Al-Jinn (الجن, "The Jinn") is the 72nd chapter (sūrah) of the Quran with 28 verses (āyāt). The name as well as the topic of this chapter is jinn. In the Quran, it is stated in that humans are created from the earth and jinn from smokeless fire.

Although Al-Jinn is a Meccan surah, it is generally agreed that it was revealed much later than any other sura contained in Juz' Tabāraka -lladhi (which covers surahs 67 to 77). Abdullah Yusuf Ali says that it is "tolerably certain" that Al-Jinn was revealed around 2 B.H. when Muhammad was evangelising near present-day Ta'if. Maulana Muhammad Ali agrees with the date of around 2 B.H., saying that this surah was revealed at a time when opposition to the Prophet's message was reaching a climax.

==Summary==
1-2 A number of jinn converted to Islam by hearing the Quran
3-7 The folly of men and jinn in ascribing offspring to God
8-9 jinn prying into heavenly secrets are driven away with fiery darts
10-14 Different classes of jinn, some Muslims and others infidels
15-18 Believing jinn rewarded in Paradise, the unbelievers punished in hell
19 The jinn pressed upon Muhammad to hear the Quran
20-24 Muhammad can only publish what hath been revealed to him
25-26 The judgments of God shall overtake the unbelievers
27-28 God revealeth his secrets to his apostles only

==Exegesis==
===1 Definition of jinn===
Muslim scholars discuss the definition of the term jinn: a) they are invisible bodies in which air and fire dominates b) disembodied spirits of the planets, mostly held by the philosophers c) the souls of the dead, often attributed to Christian beliefs.

===2 Jinn recant their belief in false gods ===
In the second verse the jinn recant their belief in false gods and venerate Muhammad for his monotheism. The jinn apologize for their past blasphemy and criticize mankind for either neglecting them or encouraging their disbelief.

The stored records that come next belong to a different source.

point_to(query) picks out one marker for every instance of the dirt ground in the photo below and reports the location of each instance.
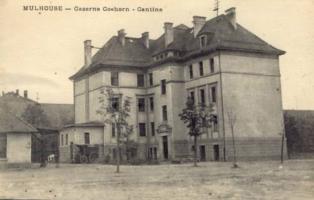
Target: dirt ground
(211, 180)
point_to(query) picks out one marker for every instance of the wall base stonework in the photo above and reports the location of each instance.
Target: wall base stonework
(250, 149)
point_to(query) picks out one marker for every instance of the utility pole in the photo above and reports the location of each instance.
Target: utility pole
(216, 8)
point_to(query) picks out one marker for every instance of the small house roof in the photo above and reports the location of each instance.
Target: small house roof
(9, 123)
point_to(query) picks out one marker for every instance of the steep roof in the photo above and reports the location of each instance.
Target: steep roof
(9, 123)
(221, 35)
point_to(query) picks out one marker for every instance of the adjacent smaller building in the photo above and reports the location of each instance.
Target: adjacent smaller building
(15, 139)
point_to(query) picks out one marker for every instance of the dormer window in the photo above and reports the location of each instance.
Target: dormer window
(203, 42)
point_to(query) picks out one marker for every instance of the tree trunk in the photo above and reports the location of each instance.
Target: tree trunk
(195, 150)
(118, 148)
(282, 145)
(234, 149)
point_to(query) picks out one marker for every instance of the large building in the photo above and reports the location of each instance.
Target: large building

=== 6 Discrediting veneration of jinn ===
The third verse mentions that travelers among humans sought refuge among the jinn, when they were scared, for example, when passing through a valley. When humans sought refuge among the jinn, it increased the sin of both the jinn and humans. Since the verse speaks about "men from the jinn", jinn are believed to have men and women among them, and that they procreate like humans do.

===7 Islamic Judgement Day, Qiyamah===
The Judgement in verse 7, and the punishment in verse 25, are both references to the Islamic Judgement Day, Qiyamah.

=== 8 The jinn used to spy on heaven ===
The eighth verse speaks about the belief that jinn and devils spied on the gates of heaven to reveal news to soothsayers, until the skies were found filled with meteors.

===20-22 Monotheism among the Jinn is reaffirmed===
Verses 20-22 are especially important as Monotheism (tawhid) among the Jinn is reaffirmed and the inescapable wrath of God is emphasized.

===25-28 Qiyamah is known only to God===
Verses 25-28 establish that Qiyamah is known only to God, and that God takes into account all the deeds of a man when judging him.